The anther is the male reproductive organ in flowering plants. Anther development can be divided into two general phases. During phase 1, most of specialized cells and tissues differentiate, microspore mother cells undergo meiosis and tetrads of microspores are formed. During phase 2, microspores are released from tetrads followed by pollen grain maturation, tissue degeneration, dehiscence and pollen release. Genes specifically expressed during anther and pollen development have been studied in a few plant species. Allen and Lonsdale, Plant J. 3:261–271, 1993; Bird, et al., Plant Mol. Biol. 11:651–662, 1988; Brown and Crouch, Plant Cell 2:263–274, 1990; Grierson et al., Nucl. Acids Res. 14:8595–8603, 1986; Hanson, et al., Plant Cell 1:173–179, 1989; Ursin et al., Plant Cell 1:727–736, 1989; John and Petersen, Plant Mol. Biol. 26(6):1989–1993, 1994; Atanassov et al., Plant Mol. Biol. 38:1169–1178 1998; Liu et al., Plant Mol. Biol. 33:291–300, 1997; Treacy et al., Plant Mol. Biol. 34:603–611, 1997; Agnes et al., Plant Mol. Biol. 40:857–872, 1999. Among the 20,000 to 25,000 expressed genes in tobacco anther, only 10,000 genes are anther-specific. Kamalay and Goldberg, Proc. Natl. Acad. Sci. USA 81:2801–2805, 1984; Koltunow, et al., Plant Cell 2:1201–1224, 1990.

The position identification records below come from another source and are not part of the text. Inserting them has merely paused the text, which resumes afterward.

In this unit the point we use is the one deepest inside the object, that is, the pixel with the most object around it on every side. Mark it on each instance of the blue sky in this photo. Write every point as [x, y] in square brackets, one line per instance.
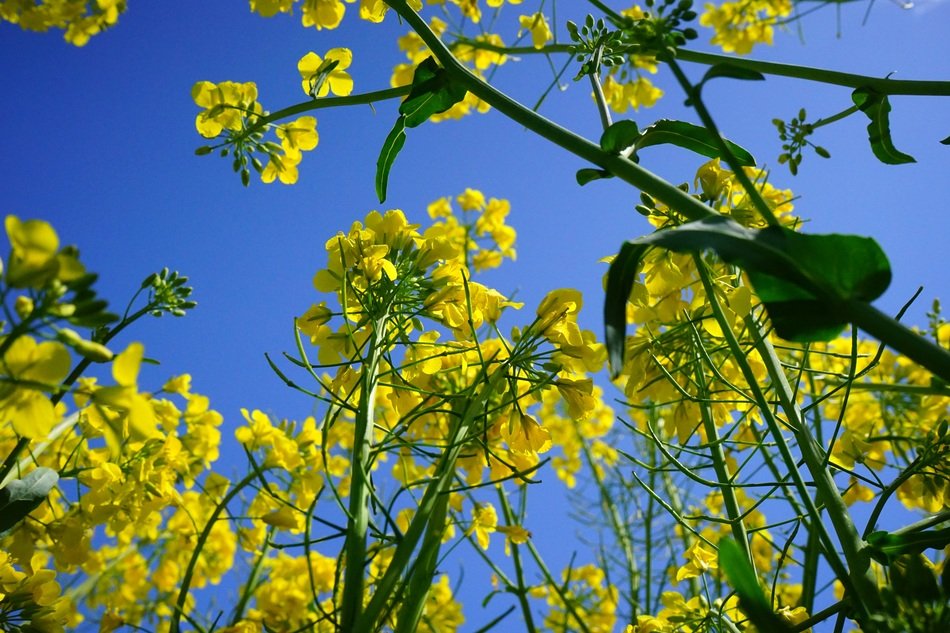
[100, 142]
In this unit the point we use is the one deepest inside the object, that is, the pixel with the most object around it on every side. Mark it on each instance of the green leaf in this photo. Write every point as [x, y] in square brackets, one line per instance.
[876, 106]
[804, 281]
[432, 92]
[742, 577]
[692, 137]
[912, 579]
[885, 547]
[586, 175]
[623, 272]
[732, 71]
[21, 496]
[387, 155]
[619, 136]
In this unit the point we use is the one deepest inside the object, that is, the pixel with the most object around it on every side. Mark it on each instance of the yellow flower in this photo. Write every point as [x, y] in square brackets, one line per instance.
[513, 534]
[33, 368]
[322, 14]
[270, 8]
[283, 167]
[321, 76]
[138, 417]
[226, 105]
[700, 560]
[484, 522]
[526, 435]
[537, 24]
[298, 136]
[35, 257]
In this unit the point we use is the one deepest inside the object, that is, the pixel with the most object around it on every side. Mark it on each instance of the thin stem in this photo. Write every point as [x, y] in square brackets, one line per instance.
[599, 90]
[180, 603]
[521, 590]
[332, 102]
[833, 77]
[854, 548]
[835, 117]
[775, 430]
[621, 167]
[718, 455]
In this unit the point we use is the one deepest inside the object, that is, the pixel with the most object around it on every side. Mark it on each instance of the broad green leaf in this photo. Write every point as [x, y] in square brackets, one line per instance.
[804, 281]
[586, 175]
[692, 137]
[391, 147]
[732, 71]
[619, 136]
[21, 496]
[876, 106]
[432, 92]
[623, 272]
[741, 576]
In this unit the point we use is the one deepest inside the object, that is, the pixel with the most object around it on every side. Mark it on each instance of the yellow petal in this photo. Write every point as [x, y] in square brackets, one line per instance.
[125, 367]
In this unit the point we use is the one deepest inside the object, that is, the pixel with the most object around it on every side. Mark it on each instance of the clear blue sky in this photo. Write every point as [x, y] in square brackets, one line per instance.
[99, 141]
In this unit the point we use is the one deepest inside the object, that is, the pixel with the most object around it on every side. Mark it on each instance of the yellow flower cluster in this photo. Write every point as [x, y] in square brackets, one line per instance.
[741, 25]
[233, 114]
[325, 14]
[30, 599]
[79, 18]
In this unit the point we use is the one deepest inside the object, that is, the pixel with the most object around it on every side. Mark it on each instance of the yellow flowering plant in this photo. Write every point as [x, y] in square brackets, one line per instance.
[731, 444]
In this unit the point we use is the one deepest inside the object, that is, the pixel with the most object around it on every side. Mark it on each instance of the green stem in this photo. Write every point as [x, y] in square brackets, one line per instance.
[619, 528]
[925, 88]
[765, 408]
[718, 455]
[180, 603]
[862, 579]
[425, 567]
[835, 117]
[695, 98]
[521, 591]
[602, 108]
[892, 333]
[621, 167]
[438, 486]
[332, 102]
[358, 520]
[833, 77]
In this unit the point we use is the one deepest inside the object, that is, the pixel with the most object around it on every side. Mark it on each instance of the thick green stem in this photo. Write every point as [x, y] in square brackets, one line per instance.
[621, 167]
[853, 546]
[414, 598]
[358, 522]
[765, 408]
[718, 455]
[438, 486]
[694, 96]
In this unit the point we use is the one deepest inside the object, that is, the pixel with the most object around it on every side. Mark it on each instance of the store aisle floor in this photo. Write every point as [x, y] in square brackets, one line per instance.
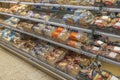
[14, 68]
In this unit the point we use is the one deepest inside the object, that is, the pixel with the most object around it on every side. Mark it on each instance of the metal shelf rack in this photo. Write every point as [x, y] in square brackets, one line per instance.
[57, 73]
[79, 51]
[59, 24]
[66, 6]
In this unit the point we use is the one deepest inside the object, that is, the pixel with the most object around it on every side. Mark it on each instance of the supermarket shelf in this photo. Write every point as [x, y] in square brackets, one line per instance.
[108, 34]
[62, 25]
[47, 22]
[109, 61]
[57, 73]
[3, 1]
[65, 46]
[66, 6]
[51, 41]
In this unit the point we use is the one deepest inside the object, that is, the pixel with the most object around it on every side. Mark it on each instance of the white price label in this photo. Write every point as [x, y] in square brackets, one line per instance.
[105, 17]
[117, 48]
[117, 24]
[98, 21]
[99, 42]
[96, 48]
[112, 54]
[114, 78]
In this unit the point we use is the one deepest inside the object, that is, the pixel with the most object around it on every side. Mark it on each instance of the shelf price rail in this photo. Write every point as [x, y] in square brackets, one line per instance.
[66, 6]
[79, 51]
[42, 65]
[62, 25]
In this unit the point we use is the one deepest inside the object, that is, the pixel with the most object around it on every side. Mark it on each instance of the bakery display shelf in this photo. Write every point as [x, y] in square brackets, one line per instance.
[65, 46]
[62, 25]
[109, 60]
[107, 34]
[47, 22]
[44, 66]
[66, 6]
[51, 41]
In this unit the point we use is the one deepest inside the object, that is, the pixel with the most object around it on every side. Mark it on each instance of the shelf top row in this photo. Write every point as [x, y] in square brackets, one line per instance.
[65, 46]
[66, 6]
[62, 25]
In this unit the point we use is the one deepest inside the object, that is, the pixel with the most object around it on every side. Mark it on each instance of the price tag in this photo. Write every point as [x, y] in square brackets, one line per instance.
[95, 48]
[114, 78]
[100, 42]
[112, 54]
[98, 21]
[117, 24]
[105, 17]
[117, 48]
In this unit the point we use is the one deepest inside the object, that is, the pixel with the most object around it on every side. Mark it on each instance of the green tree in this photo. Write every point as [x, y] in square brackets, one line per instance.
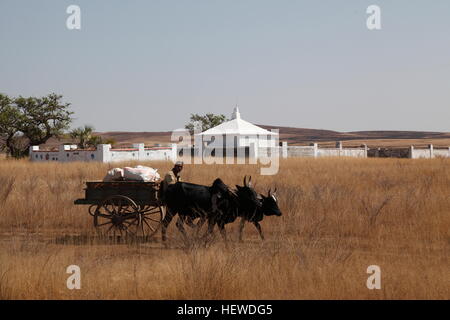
[31, 121]
[205, 122]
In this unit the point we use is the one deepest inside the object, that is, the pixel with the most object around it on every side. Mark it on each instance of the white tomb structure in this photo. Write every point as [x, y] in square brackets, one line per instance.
[103, 153]
[239, 134]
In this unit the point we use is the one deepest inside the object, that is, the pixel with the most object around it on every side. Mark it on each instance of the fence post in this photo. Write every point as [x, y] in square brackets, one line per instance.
[284, 149]
[339, 146]
[411, 152]
[174, 153]
[316, 150]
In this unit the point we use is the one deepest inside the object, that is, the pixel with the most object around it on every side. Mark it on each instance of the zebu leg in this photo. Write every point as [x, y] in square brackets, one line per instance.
[241, 228]
[165, 223]
[258, 227]
[223, 232]
[180, 223]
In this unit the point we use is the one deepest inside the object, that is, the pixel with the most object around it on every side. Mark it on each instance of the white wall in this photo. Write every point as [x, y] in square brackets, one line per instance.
[103, 153]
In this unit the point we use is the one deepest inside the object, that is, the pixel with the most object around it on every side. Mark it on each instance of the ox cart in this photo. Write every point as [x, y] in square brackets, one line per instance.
[126, 208]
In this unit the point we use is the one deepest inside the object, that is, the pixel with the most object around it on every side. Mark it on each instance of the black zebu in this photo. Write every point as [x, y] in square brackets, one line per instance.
[191, 201]
[250, 207]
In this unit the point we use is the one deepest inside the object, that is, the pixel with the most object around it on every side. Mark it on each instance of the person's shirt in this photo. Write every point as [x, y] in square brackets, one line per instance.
[169, 178]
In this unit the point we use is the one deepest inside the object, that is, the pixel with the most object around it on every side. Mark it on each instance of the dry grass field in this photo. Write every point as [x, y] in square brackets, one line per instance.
[339, 217]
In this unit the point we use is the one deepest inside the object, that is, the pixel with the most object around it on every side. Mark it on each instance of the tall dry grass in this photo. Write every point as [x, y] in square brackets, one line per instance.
[339, 217]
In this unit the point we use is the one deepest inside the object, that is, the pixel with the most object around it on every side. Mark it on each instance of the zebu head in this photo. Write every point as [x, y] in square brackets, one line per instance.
[270, 204]
[248, 198]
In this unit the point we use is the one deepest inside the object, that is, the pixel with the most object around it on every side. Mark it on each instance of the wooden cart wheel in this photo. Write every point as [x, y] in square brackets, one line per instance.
[117, 215]
[151, 217]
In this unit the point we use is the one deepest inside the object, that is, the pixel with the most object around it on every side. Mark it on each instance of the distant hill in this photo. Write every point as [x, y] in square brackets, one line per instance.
[301, 136]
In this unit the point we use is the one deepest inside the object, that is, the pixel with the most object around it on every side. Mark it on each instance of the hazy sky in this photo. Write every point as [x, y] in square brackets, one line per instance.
[146, 65]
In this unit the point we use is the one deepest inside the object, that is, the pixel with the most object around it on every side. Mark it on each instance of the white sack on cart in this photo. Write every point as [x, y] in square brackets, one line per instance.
[141, 173]
[115, 174]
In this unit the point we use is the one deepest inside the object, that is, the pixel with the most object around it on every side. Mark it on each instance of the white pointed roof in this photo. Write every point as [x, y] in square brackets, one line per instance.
[237, 126]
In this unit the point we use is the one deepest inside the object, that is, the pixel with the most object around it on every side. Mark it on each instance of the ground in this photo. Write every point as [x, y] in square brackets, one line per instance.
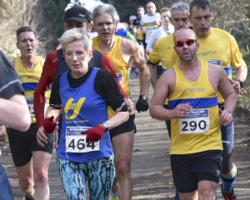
[151, 173]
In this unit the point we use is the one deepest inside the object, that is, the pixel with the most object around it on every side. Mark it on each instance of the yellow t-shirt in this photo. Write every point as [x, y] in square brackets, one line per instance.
[120, 65]
[201, 130]
[30, 79]
[220, 48]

A promoter is a DNA fragment which determines the temporal and spatial specificity of gene expression during plant and animal development. Many tissue-specific genes and their promoters have been identified and isolated from a wide variety of plants and animals over the past decade, including cotton tissue-specific genes and promoters. Loguerico et al., Mol. Gen. Genet. 261(4/5):660–671, 1999; Kawai et al., Plant Cell Physiol. 39(12):1380–1383, 1998; Song and Allen, Biochem. Biophys. Acta 1351(1):305–312, 1997; Ma et al, Biochim. Biophys. Acta 1344(2):111–114, 1997; John, Plant Mol. Biol. 30(2):297–306, 1996; Rinehart et al., Plant Physiol. 112(3):1331–1341, 1996; Hasenfratz et al., Plant Physiol. 108(4):1395–1404, 1995; John and Peterson, Plant Mol. Biol. 26(6): 1989–1993, 1994; John and Crow, Proc. Natl. Acad. Sci. USA 89(13):5769–5773, 1992. These plant tissue-specific promoters can be used to control the expression of foreign genes in transgenic plants in a tissue-specific manner that will dominate the majority of the second generation of transgenic crops. Some plant tissues do not express high levels of the transgene in all desired tissues or the particular desired tissue. In transgenic Bt cotton, for example, Bt gene expression level is extremely low in the flower, including in the anther, resulting in little protection from pest insects in these tissues. To achieve better control of pest insects of cotton, it would be highly advantageous to identify anther-specific promoters which can produce higher levels of gene expression in these tissues.